Quadriceps and Patella Tendinopathy
Typical Symptoms
Quadriceps (QT) and Patella (PT) tendinopathy both lead to pain at the front of the knee with the former causing pain above and the latter causing pain below the knee, typically when it is being loaded eccentrically (as it is being lengthened), such as when descending the stairs or landing after jumping. There can be localised tenderness over the tendon together with swelling and stiffness, particularly in the morning.
What causes it?
The symptoms usually occur after an unexpected load on the tendon, either from a point of inactivity or a sudden increase for an active individual.
Tendon pain can be acute, in response to the load, or over time, it can be lead to chronic pain and degeneration with tearing of the tendon. In addition, tightness in the hip flexors or the quadriceps can also contribute to the pain symptoms.
How can I help myself?
It is useful to think back to when the symptoms began and what activities / factors continue to exacerbate it. Offloading from training is important but complete rest is usually unnecessary and finding non weight bearing forms of activity can help.
Working with a coach can help with technique or movement tightness in muscles can be improved with stretching and perhaps seeing a sports therapist.
If there is swelling, simple PRICE measures can help reduce this and oral pain-killers such as those with a muscle relaxant element or anti-inflammatories, may help.
When to seek help?
If your symptoms are ongoing despite offloading and trying to correct these areas, or if you symptoms are worsening and there is stiffness, chronic pain and it is impacting your function, you should consider being assessed as soon as possible.

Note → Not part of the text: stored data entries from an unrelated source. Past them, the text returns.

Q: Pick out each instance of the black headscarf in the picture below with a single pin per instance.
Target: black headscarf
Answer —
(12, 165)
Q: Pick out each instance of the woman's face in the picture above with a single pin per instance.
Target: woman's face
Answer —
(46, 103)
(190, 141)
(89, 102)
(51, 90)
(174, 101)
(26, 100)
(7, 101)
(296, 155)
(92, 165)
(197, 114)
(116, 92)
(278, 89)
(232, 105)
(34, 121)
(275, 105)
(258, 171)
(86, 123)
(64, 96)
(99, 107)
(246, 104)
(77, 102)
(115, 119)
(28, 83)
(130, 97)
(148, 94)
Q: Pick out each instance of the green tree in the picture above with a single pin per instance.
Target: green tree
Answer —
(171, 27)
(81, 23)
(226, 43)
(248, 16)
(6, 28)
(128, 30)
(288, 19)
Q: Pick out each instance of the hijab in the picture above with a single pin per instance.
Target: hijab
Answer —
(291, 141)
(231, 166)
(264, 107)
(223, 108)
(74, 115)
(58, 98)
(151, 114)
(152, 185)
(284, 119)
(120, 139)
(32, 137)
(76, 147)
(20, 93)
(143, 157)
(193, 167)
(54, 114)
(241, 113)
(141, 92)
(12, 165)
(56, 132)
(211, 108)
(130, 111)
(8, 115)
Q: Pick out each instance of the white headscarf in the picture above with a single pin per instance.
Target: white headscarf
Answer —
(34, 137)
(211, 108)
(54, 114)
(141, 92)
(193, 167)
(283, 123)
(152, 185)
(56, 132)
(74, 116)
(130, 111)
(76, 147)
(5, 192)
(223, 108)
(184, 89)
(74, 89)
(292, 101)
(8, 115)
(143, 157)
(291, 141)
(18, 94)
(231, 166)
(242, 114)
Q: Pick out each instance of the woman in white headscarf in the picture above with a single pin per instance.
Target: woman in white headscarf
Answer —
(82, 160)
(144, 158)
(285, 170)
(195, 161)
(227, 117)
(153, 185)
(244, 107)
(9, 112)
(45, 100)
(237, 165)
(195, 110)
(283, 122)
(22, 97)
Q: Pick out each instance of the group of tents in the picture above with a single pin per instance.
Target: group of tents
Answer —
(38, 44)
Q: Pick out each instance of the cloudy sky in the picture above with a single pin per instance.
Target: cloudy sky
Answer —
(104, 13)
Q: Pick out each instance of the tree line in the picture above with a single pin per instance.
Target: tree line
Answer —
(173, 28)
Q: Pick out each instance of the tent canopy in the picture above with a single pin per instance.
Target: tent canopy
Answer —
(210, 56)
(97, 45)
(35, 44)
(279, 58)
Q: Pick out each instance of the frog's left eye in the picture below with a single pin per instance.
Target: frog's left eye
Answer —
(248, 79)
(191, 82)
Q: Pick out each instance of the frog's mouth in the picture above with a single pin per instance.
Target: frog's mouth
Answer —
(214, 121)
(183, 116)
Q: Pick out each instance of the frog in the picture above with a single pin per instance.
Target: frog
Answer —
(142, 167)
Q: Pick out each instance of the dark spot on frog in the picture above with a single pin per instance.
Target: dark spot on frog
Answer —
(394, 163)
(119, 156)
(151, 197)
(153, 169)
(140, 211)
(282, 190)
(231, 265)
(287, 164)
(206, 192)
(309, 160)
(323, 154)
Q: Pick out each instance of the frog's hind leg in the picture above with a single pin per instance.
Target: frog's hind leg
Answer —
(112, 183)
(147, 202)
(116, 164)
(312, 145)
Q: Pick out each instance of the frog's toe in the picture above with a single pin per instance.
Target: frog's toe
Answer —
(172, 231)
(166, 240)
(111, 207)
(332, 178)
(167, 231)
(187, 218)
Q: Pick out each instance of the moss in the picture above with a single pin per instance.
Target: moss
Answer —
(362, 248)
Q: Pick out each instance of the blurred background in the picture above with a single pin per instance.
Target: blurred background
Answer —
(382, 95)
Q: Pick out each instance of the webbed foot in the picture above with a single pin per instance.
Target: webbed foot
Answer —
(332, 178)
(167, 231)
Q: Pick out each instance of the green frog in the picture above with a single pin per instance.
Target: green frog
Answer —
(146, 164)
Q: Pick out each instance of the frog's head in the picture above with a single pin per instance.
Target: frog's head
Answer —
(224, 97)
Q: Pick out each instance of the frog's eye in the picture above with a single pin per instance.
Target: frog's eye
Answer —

What are the treatment options?
Your clinician will assess you with a thorough history and examination after which they may organise an X-ray to look for calcification (hardening) of the tendons or perform an ultrasound scan to look for thickening, swelling and tearing within the substance of the tendons.
In addition to managing your load, working with a physiotherapist to rehabilitate the knee is recommended and a gait analysis, with a podiatrist, may help identify if your running pattern is a contributing factor.
In some situations, shockwave therapy may be helpful for pain symptoms and most cases will settle with these measures. If symptoms are not settling, further imaging with an MRI scan may be needed to look for tearing and if identified, a PRP or tendon stripping injection can be considered. Sometimes a surgical consultation may be requested but intervention is not usually required.